How many grams of dichloroethane can be obtained by the interaction of 4 liters of ethane and 3.4 liters of chlorine?

We carry out the solution according to the reaction equation:
C2H6 + Cl2 = C2H5Cl + HCl – substitution reaction, chloroethane was obtained;
M (C2H5Cl) = 64.5 g / mol.
Determine the amount of moles of ethane, chlorine:
1 mol of gas at n, y – 22.4 liters.
X mol (C2H6) – 4 liters. hence, X mol (C2H6) = 1 * 4 / 22.4 = 0.178 mol (substance in excess);
1 mol of gas at n, y – 22.4 liters.
X mol (Cl2) – 3.4 liters from here, X mol (Cl2) = 1 * 3.4 / 22.4 = 0.15 mol (the substance is in short supply);
Further calculations are made for the substance in deficiency.

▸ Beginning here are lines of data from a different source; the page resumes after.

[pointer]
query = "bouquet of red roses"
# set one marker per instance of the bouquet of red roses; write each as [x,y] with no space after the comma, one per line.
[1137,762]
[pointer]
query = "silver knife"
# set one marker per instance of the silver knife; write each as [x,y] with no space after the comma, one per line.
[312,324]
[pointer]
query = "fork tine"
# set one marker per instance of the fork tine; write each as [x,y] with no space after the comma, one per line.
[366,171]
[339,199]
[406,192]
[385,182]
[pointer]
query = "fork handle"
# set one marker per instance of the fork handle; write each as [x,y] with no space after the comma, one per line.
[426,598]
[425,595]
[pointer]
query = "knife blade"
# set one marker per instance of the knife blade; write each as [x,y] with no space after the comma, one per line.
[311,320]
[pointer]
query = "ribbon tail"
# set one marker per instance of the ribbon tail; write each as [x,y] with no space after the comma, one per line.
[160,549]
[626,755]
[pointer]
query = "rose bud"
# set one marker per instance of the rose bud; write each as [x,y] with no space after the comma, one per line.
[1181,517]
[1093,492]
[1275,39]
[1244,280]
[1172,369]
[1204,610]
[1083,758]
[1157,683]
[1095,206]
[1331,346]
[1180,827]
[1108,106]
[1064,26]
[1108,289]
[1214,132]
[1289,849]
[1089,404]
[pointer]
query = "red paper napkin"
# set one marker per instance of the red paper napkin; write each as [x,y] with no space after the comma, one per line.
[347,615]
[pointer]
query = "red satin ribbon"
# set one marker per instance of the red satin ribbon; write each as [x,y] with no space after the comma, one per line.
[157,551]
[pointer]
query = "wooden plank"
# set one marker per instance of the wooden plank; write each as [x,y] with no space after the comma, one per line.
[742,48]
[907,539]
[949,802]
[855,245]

According to the reaction equation, the amount of mol of chlorine and chloroethane is equal to 1 mol, which means that Y (C2H5Cl) = 0.15 mol.
Let’s calculate the mass of chloroethane:
m (C2H5Cl) = Y * M = 0.15 * 64.5 = 9.67 g.
Answer: the mass of chloroethane is 9.67 g.